Doug Flutie needs no introduction.

He spent last year on the bench, except for playing in one replacement game, but he's still one of the most famous players in the National Football League.

Flutie's storybook Heisman Trophy career at Boston College, including "The Pass" that beat Miami in the Orange Bowl on the final play in 1984, made him a household name.

Flutie has done just about everything on a football field except prove he can play in the NFL.

He's still trying to live down the reputation that he's too short at 693/4 inches to make it in the NFL.

"Sportswriters can play with the height thing all they want, but it has nothing to do with playing football," he said. "Am I talented enough to play in the NFL? I believe so."

Flutie may finally get his chance to prove it in training camp with the New England Patriots.

Flutie has spent his career with the pros being rushed into the lineup: with the New Jersey Generals of the United States Football League in 1985, the Bears in 1986 and the Patriots last year for the final replacement game.

In this year's camp he'll work at a regular pace and will get a long look.
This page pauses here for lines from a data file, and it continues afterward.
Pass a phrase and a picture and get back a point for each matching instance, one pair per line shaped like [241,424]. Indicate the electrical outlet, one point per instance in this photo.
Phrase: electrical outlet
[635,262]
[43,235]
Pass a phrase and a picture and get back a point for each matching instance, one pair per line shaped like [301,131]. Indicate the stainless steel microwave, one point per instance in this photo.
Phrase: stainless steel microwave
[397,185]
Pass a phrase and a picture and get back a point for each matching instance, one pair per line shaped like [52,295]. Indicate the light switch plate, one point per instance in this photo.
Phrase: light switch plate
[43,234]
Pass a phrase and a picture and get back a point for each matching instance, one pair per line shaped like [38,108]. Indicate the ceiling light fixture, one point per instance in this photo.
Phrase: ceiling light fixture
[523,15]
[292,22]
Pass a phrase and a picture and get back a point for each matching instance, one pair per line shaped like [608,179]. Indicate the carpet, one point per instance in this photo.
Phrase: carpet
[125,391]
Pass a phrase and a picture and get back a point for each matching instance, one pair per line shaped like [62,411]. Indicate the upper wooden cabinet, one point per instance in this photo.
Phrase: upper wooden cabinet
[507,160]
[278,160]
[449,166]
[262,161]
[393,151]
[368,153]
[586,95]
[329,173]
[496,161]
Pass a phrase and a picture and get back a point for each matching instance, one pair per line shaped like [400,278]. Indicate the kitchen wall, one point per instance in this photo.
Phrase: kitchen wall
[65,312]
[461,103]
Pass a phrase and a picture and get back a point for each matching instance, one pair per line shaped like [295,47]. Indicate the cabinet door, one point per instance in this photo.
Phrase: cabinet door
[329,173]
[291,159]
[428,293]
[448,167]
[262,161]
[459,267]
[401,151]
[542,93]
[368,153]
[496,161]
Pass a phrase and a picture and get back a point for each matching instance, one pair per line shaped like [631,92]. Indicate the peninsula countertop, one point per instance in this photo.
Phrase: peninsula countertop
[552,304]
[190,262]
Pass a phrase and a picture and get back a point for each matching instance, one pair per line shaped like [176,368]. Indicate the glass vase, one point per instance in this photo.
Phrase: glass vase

Tony Eason is sidelined with nerve damage in his arm, Steve Grogan turns 35 next Sunday and doesn't need a lot of work in the exhibition games and Tom Ramsey has had a lot of work in the past.

Once and for all, Flutie should get his chance to prove whether he's an NFL player.

Flutie got a confidence boost watching Washington beat Chicago with Jim McMahon at quarterback in the playoffs last January. A year ago, the Bears blamed Flutie for the loss to the Redskins.

*** MORE QUARTERBACKS: The Jay Schroeder trade rumors will be swirling all during Washington's camp.

Looking at the quality of the quarterbacking in some of the other camps, it's easy to see why Schroeder could be in demand.

The Raiders have Vince Evans, Steve Beuerlein and Rusty Hilger; the Chargers have Mark Malone, Mark Vlasic and Babe Laufenberg; the Packers have Marc Wilson, Randy Wright and Don Majkowski; Pittsburgh has Todd Blackledge and Bubby Brister; Indianapolis has Jack Trudeau, Gary Hogeboom and Mark Herrmann; and Kansas City has Bill Kenney and Steve DeBerg.

There are obviously a few teams hurting at the position.

If Doug Willliams' knees hold up, it won't be surprising if any of those teams come after Schroeder.

*** EVEN MORE QUARTERBACKS: Jim Kelly is having an off-season he'd like to forget.

He wasn't able to throw much after being injured in the Pro Bowl, and he finally held a workout before a group of reporters to try to end rumors that his career was in jeopardy. He said his arm was 90 percent and he'd be ready for camp.

Now he won't be ready. He suffered a freak injury to his right ankle while signing autographs and playing catch with youngsters at a promotional event in Boston a week ago.

The ankle was sprained and he won't be ready to practice at full speed until after the Bills' preseason opener against Houston Aug. 4.

With Kelly out, Maryland's Frank Reich will get an opportunity to show what he can do.

*** JIMBO JUNK: McMahon has a new look this year: a goatee. He also has a No. 9 earring. He's marketing the earring as a McNine. Be the first in your neighborhood to get one.